Смысл этого «описания» даже и опытному читателю не даётся без серьёзного усилия; нужно выпрямить искажённые слова, переставить их, и только тогда начинаешь догадываться, что хотел сказать автор. Читатель менее опытный, но всё-таки легко понимающий истерически путаные речи героев Достоевского и «эзопов язык» Салтыкова, едва ли поймёт старчески брюзгливую и явно раздражённую чем-то речь Белого.

Таковы его описания, а диалоги весьма похожи на бред. Вот — пример:

«Что временно — временно; помер — под номером; ванна — как манна. — И Анна… — Что? — Павловна… — Зря! — Анна Павловна — тело, как я. Тут окачено, схвачено, слажено. — Под простыню его, Павел! Массажами глажено; выведено, как из ада. — Прославил отчизну! — А клизму? — Не надо! Сорочка, заплата, халат: шах и мат. Вата в глаз!.. — Раз? — И — точка».

Прочитаешь эдакое, и — нужно сообразить, в чём дело? Если кто-то помер и его моют в ванне, то зачем же спрашивать: нужна ли покойнику клизма?

И предисловие к «Маскам» и весь текст этой книги вполне определённо говорят, что в лице Андрея Белого мы имеем писателя, который совершенно лишён сознания его ответственности пред читателем.

Я вовсе не намерен умалять заслуги Андрея Белого пред русской литературой в прошлом. Он из тех беспокойных деятелей словесного искусства, которые непрерывно ищут новых форм изображения мироощущений. Ищут, но редко находят их, ибо поиски новых форм — «муки слова» — далеко не всегда вызываются требованиями мастерства, поисками силы убедительности его, силы внушения, а чаще знаменуют стремление подчеркнуть свою индивидуальность, показать себя — во что бы то ни стало — не таким, как собратья по работе. Поэтому бывает так, что литератор, работая, думает только о том, как будут читать его литераторы и критики, а о читателе — забывает.

А. Белый написал предисловие к «Маскам» для критиков и литераторов, а текст «Масок» — для того, чтоб показать им, как ловко он может портить русский язык.

О читателе он забыл.

Недавно вышла книга «художника кисти» Петрова-Водкина — «Пространство Эвклида». Это — второй акт его «творчества», первый — «Хлыновск» — книжка, которую я в своё время читал, но сейчас не имею пред собой и поэтому не могу писать о ней.

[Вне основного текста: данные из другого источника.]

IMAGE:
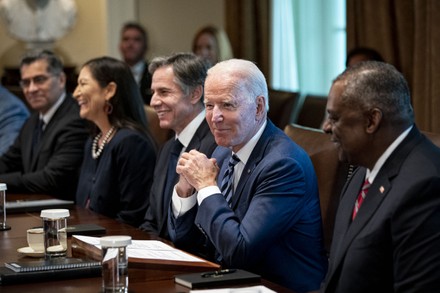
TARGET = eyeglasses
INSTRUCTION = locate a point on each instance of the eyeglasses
(37, 80)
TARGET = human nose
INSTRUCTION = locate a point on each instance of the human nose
(76, 93)
(155, 100)
(327, 126)
(217, 114)
(32, 86)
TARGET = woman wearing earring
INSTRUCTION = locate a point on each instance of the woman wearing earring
(119, 157)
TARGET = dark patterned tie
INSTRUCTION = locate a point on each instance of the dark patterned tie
(36, 137)
(360, 198)
(228, 179)
(171, 179)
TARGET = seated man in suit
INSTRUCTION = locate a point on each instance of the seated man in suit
(13, 113)
(387, 227)
(178, 101)
(133, 46)
(262, 213)
(46, 156)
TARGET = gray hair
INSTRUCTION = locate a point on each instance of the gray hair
(248, 78)
(377, 84)
(55, 66)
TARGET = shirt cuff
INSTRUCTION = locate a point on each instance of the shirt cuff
(180, 205)
(207, 191)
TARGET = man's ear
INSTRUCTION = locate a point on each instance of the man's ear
(374, 118)
(110, 90)
(261, 107)
(196, 94)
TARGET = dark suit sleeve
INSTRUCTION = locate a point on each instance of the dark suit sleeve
(280, 185)
(416, 233)
(135, 162)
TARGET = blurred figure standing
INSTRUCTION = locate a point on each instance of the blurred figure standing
(13, 113)
(212, 44)
(133, 46)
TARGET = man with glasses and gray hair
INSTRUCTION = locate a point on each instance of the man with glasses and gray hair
(46, 156)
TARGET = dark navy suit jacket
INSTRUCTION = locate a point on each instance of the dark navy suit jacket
(158, 210)
(393, 244)
(274, 224)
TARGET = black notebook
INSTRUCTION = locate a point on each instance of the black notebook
(8, 276)
(53, 264)
(22, 206)
(217, 278)
(85, 229)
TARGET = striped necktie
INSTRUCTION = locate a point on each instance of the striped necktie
(360, 198)
(228, 179)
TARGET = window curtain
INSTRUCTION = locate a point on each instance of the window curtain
(284, 67)
(406, 33)
(247, 26)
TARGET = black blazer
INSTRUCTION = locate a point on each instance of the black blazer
(157, 212)
(54, 169)
(393, 244)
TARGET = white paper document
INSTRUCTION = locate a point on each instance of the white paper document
(147, 249)
(253, 289)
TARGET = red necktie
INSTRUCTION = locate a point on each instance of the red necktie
(360, 198)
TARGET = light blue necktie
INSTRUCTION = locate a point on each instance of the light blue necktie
(228, 179)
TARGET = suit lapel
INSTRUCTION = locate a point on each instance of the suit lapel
(29, 159)
(46, 137)
(255, 157)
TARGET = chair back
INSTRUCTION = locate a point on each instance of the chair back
(331, 173)
(281, 107)
(434, 137)
(312, 111)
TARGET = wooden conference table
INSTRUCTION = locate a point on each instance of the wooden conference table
(155, 280)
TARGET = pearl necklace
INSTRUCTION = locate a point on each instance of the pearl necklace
(97, 153)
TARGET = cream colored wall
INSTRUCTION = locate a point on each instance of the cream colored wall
(85, 40)
(171, 25)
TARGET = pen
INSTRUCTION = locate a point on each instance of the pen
(218, 273)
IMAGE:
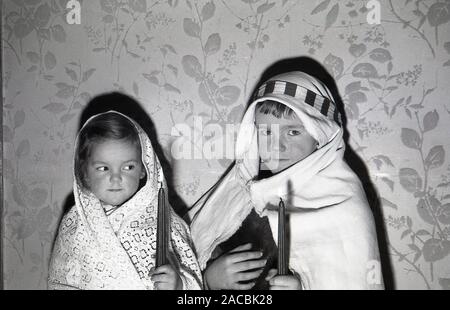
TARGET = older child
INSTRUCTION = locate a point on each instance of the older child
(108, 239)
(289, 146)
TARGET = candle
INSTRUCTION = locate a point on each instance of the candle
(282, 248)
(162, 233)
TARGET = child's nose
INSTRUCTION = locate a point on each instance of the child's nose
(279, 144)
(116, 176)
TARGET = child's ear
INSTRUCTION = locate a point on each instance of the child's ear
(143, 173)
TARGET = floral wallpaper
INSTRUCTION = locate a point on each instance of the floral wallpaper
(196, 63)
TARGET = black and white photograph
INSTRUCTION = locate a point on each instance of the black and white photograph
(216, 145)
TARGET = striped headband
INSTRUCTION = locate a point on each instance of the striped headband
(324, 105)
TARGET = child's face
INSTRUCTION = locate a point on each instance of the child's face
(282, 141)
(113, 171)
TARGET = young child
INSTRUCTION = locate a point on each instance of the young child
(289, 146)
(108, 239)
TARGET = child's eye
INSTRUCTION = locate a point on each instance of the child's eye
(129, 167)
(266, 132)
(294, 132)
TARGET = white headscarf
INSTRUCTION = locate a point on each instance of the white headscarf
(117, 251)
(333, 237)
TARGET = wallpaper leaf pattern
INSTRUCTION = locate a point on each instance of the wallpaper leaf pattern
(184, 59)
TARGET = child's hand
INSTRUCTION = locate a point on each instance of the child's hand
(166, 278)
(287, 282)
(227, 270)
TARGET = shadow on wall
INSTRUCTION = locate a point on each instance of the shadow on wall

В «Пространстве Эвклида» Козьма Сергеевич Петров-Водкин рассказывает читателю о себе, и пред читателем встаёт человек совершенно изумительных качеств, главнейшим из которых является его безграничная, мягко говоря, фантазия. Вот, например, он рассказывает, как ему «от тоски, от безвыхода и от водки» захотелось достичь края горизонта. Он «бросился наземь» и «увидел землю, как планету». «Обрадованный новым космическим открытием, я стал повторять опыт боковыми движениями головы и варьировать приёмы. Очертя глазами весь горизонт, воспринимая его целиком, я оказался на отрезке шара, причем шара с обратной вогнутостью, — я очутился как бы в чаше, накрытой трёхчетвертьшарием небесного свода. Самое головокружительное по захвату было то, что земля оказалась не горизонтальной, и Волга держалась, не разливаясь, на отвесных округлостях её массива, и сам я не лежал, а как бы висел на земной стене».

Да. Вот как! Напоминаю, что это «космическое открытие» сделано не во сне, а наяву и на 19 странице книги. В конце её, на странице 340, К.С. Петров-Водкин пережил ещё нечто «космическое». Он поднялся на Везувий, и там произошло нижеследующее:

«Извержение началось с первых моих шагов. Гора заходила подо мной, винтом затолкало меня в разные стороны…» «Почернело вокруг меня. Охватило жаром. Я бросился вперёд, когда Везувий как будто присел подо мной и прянул. Загрохотало уже во мне, в мозгу и в каждом мускуле. Я ещё успел воспринять красный блеск, пронизавший тьму, и меня взметнуло, как резиновый мяч, и швырнуло в мягкоту горячего пепла. Сознания я не потерял, но я не мог и не хотел двигаться, погребаемый устилавшими меня лапиллями и пеплом. Никаких связных мыслей у меня не было, но восторг мой не прекращался. Пусть разлетится вдребезги земля подо мной: я ещё дальше, глубже сольюсь с пространством…»

Не слился. И хотя он, Козьма Петров-Водкин, «унюхал близкую гарь, — очевидно, тлело пальто», — но лапилли — куски раскалённой лавы — не причинили ему никакого вреда, горячий пепел оказался для него нежным пухом. Вот каков он, русский родственник немецкого барона Мюнхаузена.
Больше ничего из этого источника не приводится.